Trainee pushed too hard on shorthanded shift

by on April 21, 2011 · 0 Comment POSTED IN: Workplace Safety Network

Based on the facts presented below, how do you think the courts ruled?

On-the-job training is one of the most effective ways to learn new skills, but only if the trainee is properly supervised.

“You weren’t qualified to supervise Carol on the automatic press,” shift supervisor Jerry Baker said to crew leader Tim Williams.

“There wasn’t anyone else available,” said Tim. “Besides, we were just loading the coil on to the press. But the coil fell off the forklift. I’m sorry she got hurt.”

Experience needed
“I am, too,” said Jerry. “And she was lucky it was only her foot that got broken – that coil weighs 2,000 pounds. But back to the issue – you knew Carol just started training on the automatic press. She needed to be working with a more experienced forklift operator.”

“I’m fully licensed on the forklift,” Tim said. “I’ve loaded coils plenty of times.”

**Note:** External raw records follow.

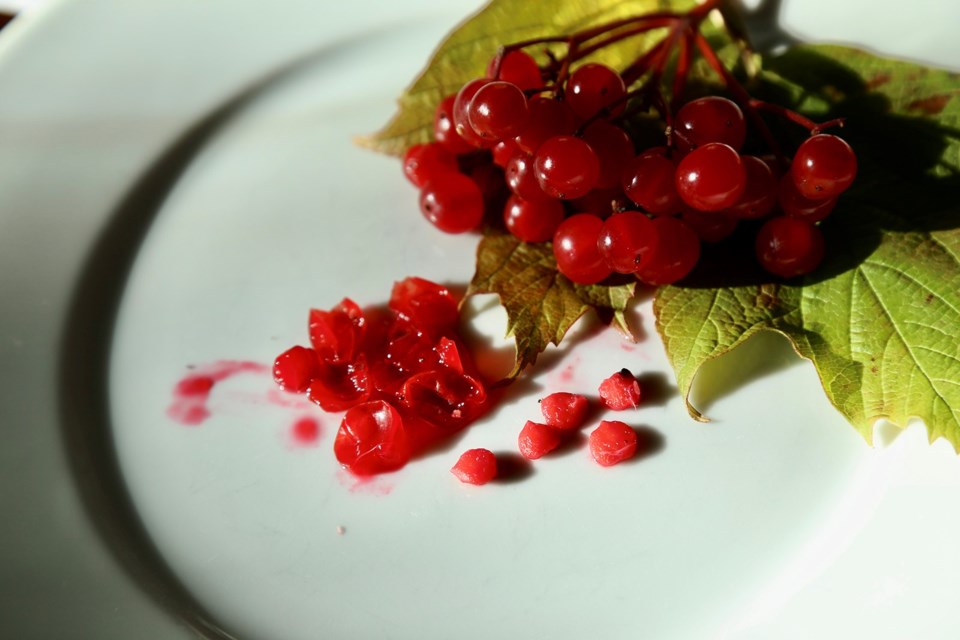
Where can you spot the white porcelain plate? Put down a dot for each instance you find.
(181, 185)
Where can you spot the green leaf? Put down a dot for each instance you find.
(541, 304)
(880, 319)
(465, 53)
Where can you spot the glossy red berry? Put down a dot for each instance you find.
(649, 180)
(565, 411)
(614, 149)
(575, 247)
(532, 220)
(498, 110)
(612, 442)
(676, 254)
(372, 439)
(710, 119)
(424, 162)
(517, 67)
(620, 391)
(295, 368)
(537, 439)
(445, 131)
(796, 205)
(453, 203)
(711, 177)
(823, 167)
(566, 167)
(760, 193)
(789, 247)
(475, 466)
(627, 241)
(594, 87)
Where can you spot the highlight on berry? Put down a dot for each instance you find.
(542, 146)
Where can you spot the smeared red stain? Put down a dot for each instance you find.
(878, 80)
(191, 394)
(931, 105)
(305, 431)
(368, 485)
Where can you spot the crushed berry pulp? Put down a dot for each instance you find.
(402, 374)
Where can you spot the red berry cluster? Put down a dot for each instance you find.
(401, 374)
(548, 150)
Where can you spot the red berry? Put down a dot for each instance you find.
(517, 67)
(445, 131)
(430, 307)
(676, 252)
(423, 162)
(372, 439)
(789, 247)
(564, 411)
(294, 369)
(649, 180)
(522, 180)
(566, 167)
(612, 442)
(823, 167)
(453, 203)
(710, 119)
(620, 391)
(711, 177)
(613, 147)
(532, 220)
(796, 205)
(710, 226)
(594, 87)
(444, 398)
(498, 110)
(627, 241)
(476, 466)
(760, 193)
(575, 247)
(549, 117)
(537, 439)
(336, 334)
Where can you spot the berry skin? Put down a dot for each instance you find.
(531, 220)
(627, 241)
(295, 368)
(711, 177)
(823, 167)
(612, 442)
(566, 167)
(620, 391)
(372, 439)
(760, 193)
(575, 248)
(453, 203)
(789, 247)
(710, 119)
(594, 87)
(537, 439)
(613, 148)
(517, 67)
(445, 131)
(564, 411)
(675, 255)
(498, 110)
(548, 118)
(796, 205)
(475, 466)
(424, 162)
(649, 180)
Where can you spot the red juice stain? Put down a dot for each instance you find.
(305, 431)
(192, 393)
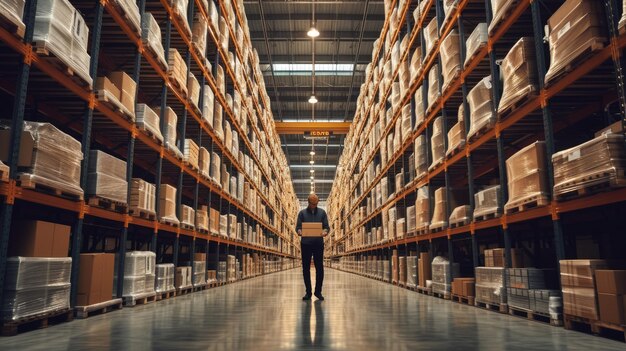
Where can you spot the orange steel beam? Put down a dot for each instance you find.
(302, 127)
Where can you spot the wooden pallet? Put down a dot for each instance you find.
(535, 316)
(99, 308)
(105, 97)
(525, 204)
(142, 299)
(38, 321)
(591, 184)
(164, 295)
(502, 308)
(595, 327)
(26, 181)
(592, 46)
(17, 29)
(465, 300)
(108, 204)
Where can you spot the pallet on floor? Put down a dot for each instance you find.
(28, 181)
(140, 299)
(465, 300)
(595, 327)
(107, 204)
(164, 295)
(38, 321)
(502, 308)
(81, 312)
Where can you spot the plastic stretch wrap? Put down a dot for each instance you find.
(433, 86)
(199, 33)
(476, 41)
(593, 162)
(499, 8)
(148, 120)
(450, 57)
(526, 174)
(13, 10)
(431, 35)
(142, 196)
(488, 202)
(193, 87)
(170, 130)
(519, 72)
(422, 208)
(61, 30)
(167, 203)
(443, 273)
(151, 36)
(55, 157)
(577, 27)
(106, 177)
(490, 285)
(437, 143)
(421, 156)
(479, 99)
(461, 214)
(165, 277)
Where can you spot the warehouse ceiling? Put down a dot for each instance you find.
(348, 29)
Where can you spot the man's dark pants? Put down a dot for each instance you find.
(313, 247)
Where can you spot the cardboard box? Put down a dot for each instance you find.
(312, 229)
(611, 282)
(95, 280)
(612, 308)
(39, 239)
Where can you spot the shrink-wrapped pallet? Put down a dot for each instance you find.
(47, 156)
(13, 11)
(461, 215)
(35, 285)
(480, 104)
(437, 145)
(190, 154)
(60, 30)
(106, 177)
(431, 35)
(204, 160)
(421, 156)
(167, 204)
(165, 277)
(433, 87)
(422, 209)
(170, 129)
(476, 41)
(488, 203)
(526, 172)
(142, 197)
(193, 88)
(177, 71)
(490, 285)
(151, 37)
(519, 73)
(188, 215)
(601, 160)
(575, 29)
(148, 120)
(450, 58)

“You only run that forklift when we really need it – maybe five times in the past six months,” said Jerry. “Carol’s training required both an experienced automatic press operator and forklift operator.”

Caught short-handed
“But neither of them were working that day because of the holiday weekend,” Tim pointed out. “We were short-handed and I was the only one on the floor qualified to work with Carol.”

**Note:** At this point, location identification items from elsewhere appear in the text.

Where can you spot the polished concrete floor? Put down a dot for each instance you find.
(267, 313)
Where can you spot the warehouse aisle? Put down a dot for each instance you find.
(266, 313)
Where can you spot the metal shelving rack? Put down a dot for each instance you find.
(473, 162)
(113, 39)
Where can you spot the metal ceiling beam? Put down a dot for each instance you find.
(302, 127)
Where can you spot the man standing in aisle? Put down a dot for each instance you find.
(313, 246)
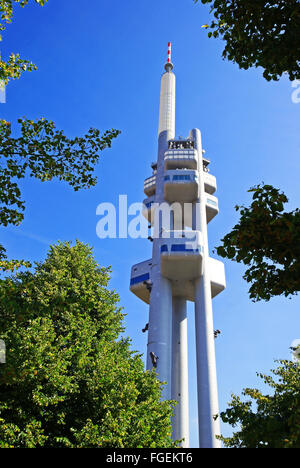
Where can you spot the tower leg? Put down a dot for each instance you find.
(180, 372)
(160, 331)
(208, 405)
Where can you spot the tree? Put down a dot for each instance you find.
(69, 379)
(42, 151)
(15, 66)
(260, 33)
(275, 422)
(266, 240)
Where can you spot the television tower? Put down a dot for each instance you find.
(179, 205)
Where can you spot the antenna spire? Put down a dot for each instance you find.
(169, 64)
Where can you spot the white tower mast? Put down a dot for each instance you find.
(179, 205)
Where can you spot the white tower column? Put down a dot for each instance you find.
(160, 315)
(208, 405)
(160, 330)
(180, 372)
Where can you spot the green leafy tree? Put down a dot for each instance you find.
(266, 240)
(70, 380)
(41, 151)
(274, 422)
(260, 33)
(15, 65)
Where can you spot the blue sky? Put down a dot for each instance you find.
(99, 64)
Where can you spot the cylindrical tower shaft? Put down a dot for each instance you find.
(180, 372)
(208, 406)
(160, 314)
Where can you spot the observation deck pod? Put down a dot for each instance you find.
(148, 209)
(181, 257)
(150, 186)
(181, 159)
(217, 276)
(181, 185)
(212, 207)
(210, 183)
(140, 282)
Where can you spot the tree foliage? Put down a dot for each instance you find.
(274, 422)
(266, 240)
(15, 65)
(260, 33)
(44, 152)
(69, 379)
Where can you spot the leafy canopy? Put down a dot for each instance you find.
(69, 379)
(266, 240)
(15, 66)
(275, 421)
(260, 33)
(44, 152)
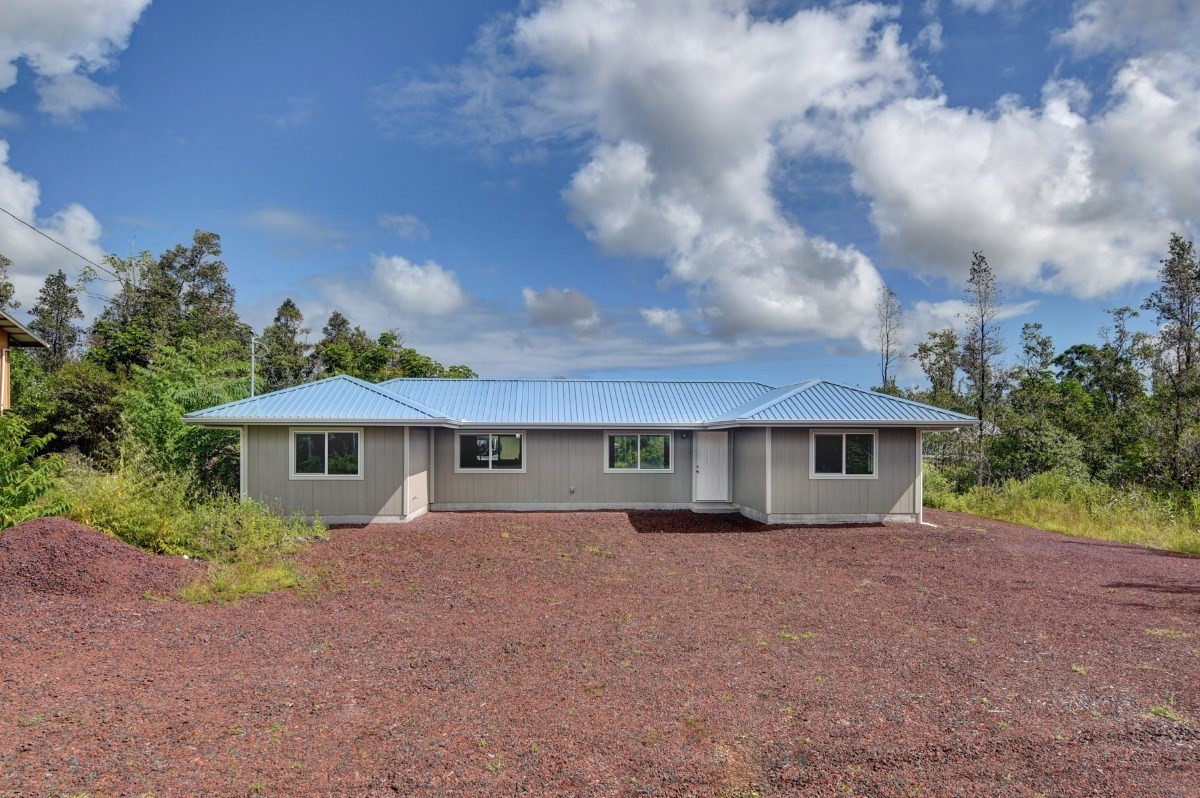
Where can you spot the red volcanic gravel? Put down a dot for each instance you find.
(611, 654)
(60, 557)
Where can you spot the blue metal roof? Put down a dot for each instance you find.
(577, 401)
(336, 399)
(819, 401)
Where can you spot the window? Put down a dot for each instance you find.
(491, 451)
(843, 455)
(627, 451)
(327, 454)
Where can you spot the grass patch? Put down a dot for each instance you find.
(1083, 508)
(246, 545)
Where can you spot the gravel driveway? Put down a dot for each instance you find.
(610, 654)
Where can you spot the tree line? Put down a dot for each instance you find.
(1122, 409)
(167, 341)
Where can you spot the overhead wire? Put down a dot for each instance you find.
(49, 238)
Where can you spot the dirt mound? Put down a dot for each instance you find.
(60, 557)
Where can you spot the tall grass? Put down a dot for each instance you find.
(245, 543)
(1080, 507)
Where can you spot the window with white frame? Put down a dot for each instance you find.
(847, 454)
(327, 454)
(490, 451)
(637, 451)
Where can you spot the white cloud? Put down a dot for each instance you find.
(293, 225)
(415, 289)
(1145, 25)
(568, 309)
(299, 112)
(691, 107)
(670, 321)
(63, 41)
(1056, 201)
(33, 256)
(406, 226)
(66, 96)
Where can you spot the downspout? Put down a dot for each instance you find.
(768, 479)
(243, 466)
(4, 379)
(406, 501)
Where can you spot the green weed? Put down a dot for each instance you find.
(1079, 507)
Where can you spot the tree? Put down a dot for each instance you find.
(939, 358)
(1037, 351)
(340, 348)
(888, 323)
(184, 294)
(285, 348)
(23, 479)
(54, 319)
(6, 287)
(1174, 357)
(982, 347)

“I’ll rethink people’s schedules,” Jerry said. “But that’s not the issue here. Instead of putting Carol in a situation she wasn’t ready for, I’d have had her work on the remaining training videos and written tests while everyone was off.”

“Yeah, but the work still had to get done,” Tim said. “I didn’t have any other options that day.”

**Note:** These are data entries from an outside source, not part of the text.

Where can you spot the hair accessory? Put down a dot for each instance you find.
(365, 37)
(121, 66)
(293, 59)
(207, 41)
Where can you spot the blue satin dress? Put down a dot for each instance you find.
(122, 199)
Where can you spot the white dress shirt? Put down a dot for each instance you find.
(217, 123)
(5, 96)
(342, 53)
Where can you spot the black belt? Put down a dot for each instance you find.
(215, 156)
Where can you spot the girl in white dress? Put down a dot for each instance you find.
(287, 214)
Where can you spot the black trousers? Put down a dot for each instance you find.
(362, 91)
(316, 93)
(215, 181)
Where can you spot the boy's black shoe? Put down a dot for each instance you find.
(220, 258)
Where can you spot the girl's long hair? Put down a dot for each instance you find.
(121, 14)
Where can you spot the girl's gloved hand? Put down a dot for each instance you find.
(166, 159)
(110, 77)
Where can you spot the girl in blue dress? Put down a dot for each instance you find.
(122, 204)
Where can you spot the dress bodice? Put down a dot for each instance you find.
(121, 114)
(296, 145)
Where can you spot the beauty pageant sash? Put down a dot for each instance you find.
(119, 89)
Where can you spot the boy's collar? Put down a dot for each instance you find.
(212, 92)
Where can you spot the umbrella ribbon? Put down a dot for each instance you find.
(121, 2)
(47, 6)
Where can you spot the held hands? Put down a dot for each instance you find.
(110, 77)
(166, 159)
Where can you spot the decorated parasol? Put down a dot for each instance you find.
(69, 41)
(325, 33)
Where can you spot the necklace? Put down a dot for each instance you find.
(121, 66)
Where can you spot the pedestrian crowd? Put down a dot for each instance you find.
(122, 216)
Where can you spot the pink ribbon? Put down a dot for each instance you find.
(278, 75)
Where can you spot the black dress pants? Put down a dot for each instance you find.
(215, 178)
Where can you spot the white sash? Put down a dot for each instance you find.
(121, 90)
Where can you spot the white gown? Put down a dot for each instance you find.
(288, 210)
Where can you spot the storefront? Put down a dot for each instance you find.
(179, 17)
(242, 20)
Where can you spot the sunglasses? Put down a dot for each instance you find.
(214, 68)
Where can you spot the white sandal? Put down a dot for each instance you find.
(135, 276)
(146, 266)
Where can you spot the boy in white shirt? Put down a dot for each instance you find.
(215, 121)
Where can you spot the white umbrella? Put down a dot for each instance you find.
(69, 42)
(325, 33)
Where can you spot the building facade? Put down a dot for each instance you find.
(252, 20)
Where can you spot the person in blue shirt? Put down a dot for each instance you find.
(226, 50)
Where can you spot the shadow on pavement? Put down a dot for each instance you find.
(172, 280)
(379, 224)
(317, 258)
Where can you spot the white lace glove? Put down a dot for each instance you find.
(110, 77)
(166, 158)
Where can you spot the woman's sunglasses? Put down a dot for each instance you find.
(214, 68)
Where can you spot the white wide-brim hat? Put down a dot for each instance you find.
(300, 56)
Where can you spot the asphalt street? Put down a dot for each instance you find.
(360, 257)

“Well, we can’t get in a personnel bind like this again, especially since people obviously can get hurt,” said Jerry.

“Right,” said Tim. “Look, even if she sues, I wouldn’t worry about it too much. Nobody meant for Carol to get hurt.”

Carol sued the company for a payout above and beyond workers’ comp. Did the company get a dismissal?

Court decision
No, the company lost. An appeals court said the company knew it was putting Carol in harm’s way: The company assigned a trainee to work independently on an automatic press, and allowed an inexperienced forklift operator to work with her. That amounted to a “substantial certainty” the person would be hurt. So Carol gets to take her case to trial.

Usually companies settle on the courthouse steps rather than face a blockbuster jury verdict.

Action steps
To avoid putting a trainee in a situation he or she can’t handle, remember:

  • Don’t take shortcuts. Even when you are short-handed and under pressure to get the work out.
  • ‘Sink or swim’ isn’t an option. If someone isn’t ready to work alone, they shouldn’t work alone, even if “almost ready.”
  • If the person can work with supervision, use only qualified personnel. This is especially true if the person helping the trainee “used to be” qualified (like Tim).
  • Prioritize. Is the job something that can wait until a full staff is present, or do you need to call in someone with the proper qualifications?

Cite: Kerg v. Atlantic Tool and Die Co., No. 89776, Ohio App.